Part of the reason for this has been the mistaken belief that simply reporting on website domains is going to catch the super-smart cyber criminals. The fact is, up to 80% of the invalid traffic online is hiding at a user (not website) level, yet most of the tools on the market don’t offer this deeper reporting; and the organisations monitoring ad fraud don’t enforce these standards. It’s no surprise then that fraud is increasing, not decreasing, and advertisers are starting to demand answers and more accountability.

Thankfully though, one organisation is taking a lead in enforcing the kind of premium model and benchmark of capability that could form the basis for a more international approach. The US’ MRC has been ruffling more than a few feathers with their accreditation standards. Some have criticised the organisation for needlessly adding complexity to the process by constantly adding new reporting requirements. Even Google were suspended for not complying with the required standards.

Adloox have just become the first European tech company to be accredited for Sophisticated Invalid Traffic (SIVT desktop) detection by MRC; so we know more than most just how tough the process is. Far from complaining about it, we fully support a more aggressive benchmark, which can evolve as the ad fraud threat does and looks at the deepest level to rout out malware.

In fact, we’ve been beating the drum on the need for deeper auditing for some time. Our clients are seeing less than 1% of fraud rates on their campaigns, where the UK average is anywhere between 20-60%, once you realise it’s hiding at the traffic level. It’s actually shocking seeing the ineptitude and lack of transparency monitoring (viewability) tools are offering the industry.

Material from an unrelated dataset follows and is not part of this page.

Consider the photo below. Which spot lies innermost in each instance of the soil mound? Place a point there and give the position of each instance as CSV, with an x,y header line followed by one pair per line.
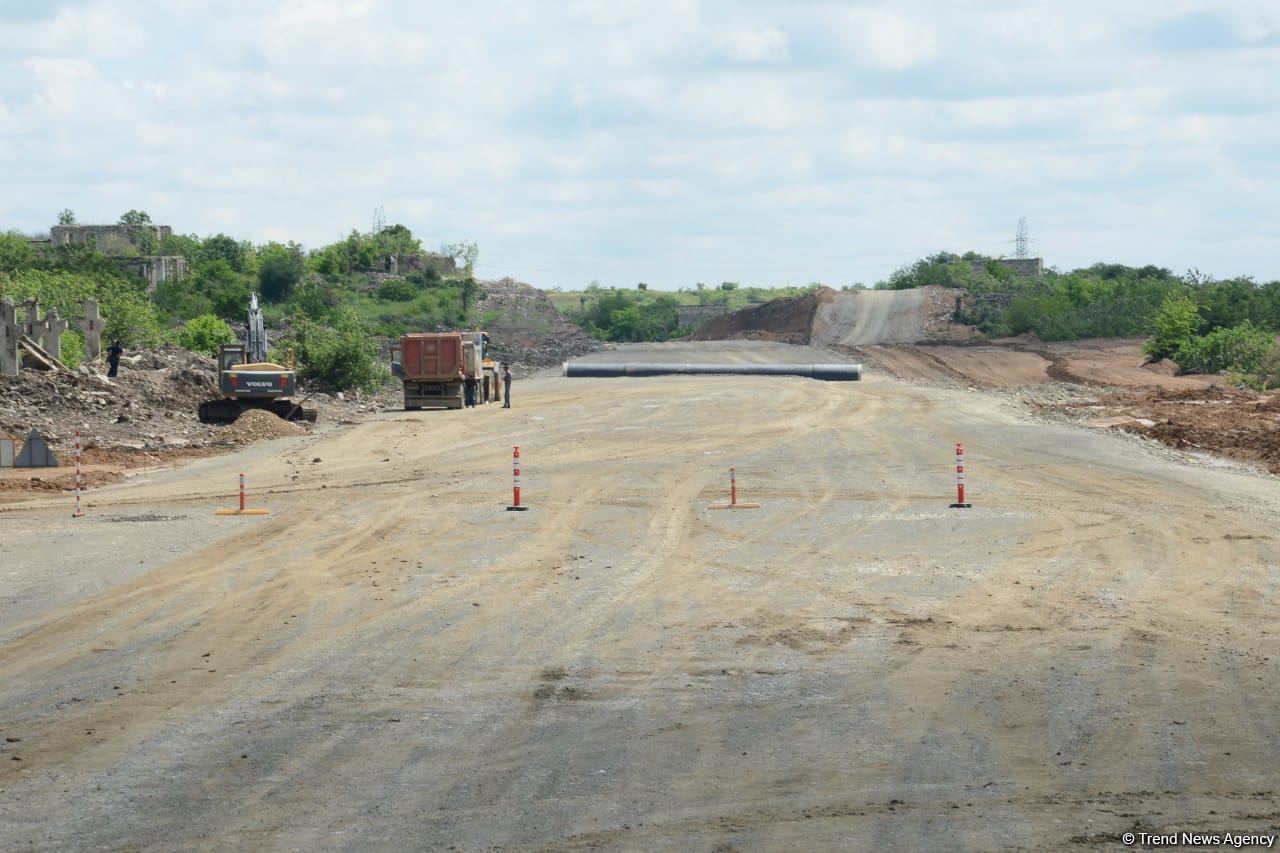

Agencies are trying to optimise against top-line viewability scores, suppliers get the same non-transparent report for free, so claim they are covered, whilst the brands themselves are left in the dark (that is until they get roped into a frontpage exposé story).

The complacency that lies behind recent criticism of the MRC’s approach is exactly what’s allowed the current situation on ad fraud to arise. We all need to accept that quality comes at a cost. Worryingly, this quality has been widely and negligently missing across digital and its measurement to date.

This needs to change though, and fast. The army of developers creating these new types malware are some of the most talented on the planet, who constantly look for weaknesses in our defences that they can exploit. They don’t think in terms of regions or national borders, so why should we think in those terms with our response?

There will always be criminals looking to make a fast buck from the system. But, if we can pool our resources and develop a truly global and robust standard, we might not win the battle entirely, but at least we can stay one step ahead.